The United States government seems to be following the successful, albeit unpopular, model of the airline industry in imposing fees and taxes of every possible kind in a desperate effort to boost revenues.
If a new initiative by the Department of Homeland Security is approved, travelers crossing the Canadian and Mexico borders by land, whether on foot or by car, would be forced to fork out a fee.
The Homeland Security's Fiscal Year 2014 Budget has already proposed a study to determine the feasibility of collecting such a border crossing fee.
It's currently unclear what such a fee would be but it's unlikely to be less than $5 one-way.

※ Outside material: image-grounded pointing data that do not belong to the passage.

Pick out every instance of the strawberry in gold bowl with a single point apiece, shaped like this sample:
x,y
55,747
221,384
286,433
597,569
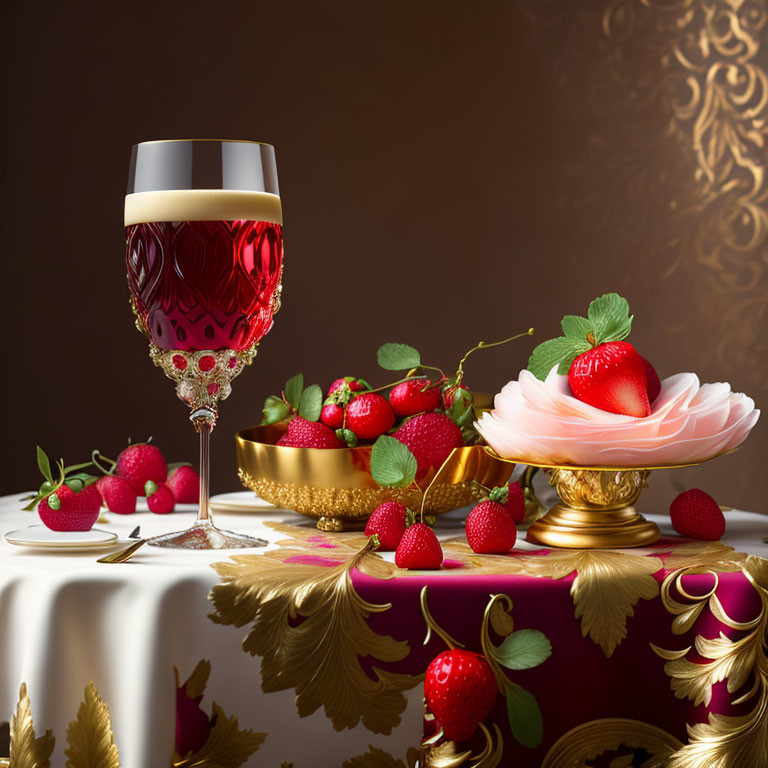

Here is the language as it appears in the U.S. Homeland Security department's 2014 budget proposal:
SEC. 544. (a) The Commissioner of the United States Customs and Border Protection shall:
(1) conduct a study assessing the feasibility and cost relating to establishing and collecting a land border crossing fee for both land border pedestrians and passenger vehicles along the northern and southwest borders of the United States; the study should include:
(A) the feasibility of collecting from existing operators on the land border such as bridge commissions, toll operators, commercial passenger bus, and commercial passenger rail;
(B) requirements to collect at land ports of entry where existing capability is not present; and
(C) any legal and regulatory impediments to establishing and collecting a land border crossing fee; and(
2) complete the study within 9 months of enactment of this Act.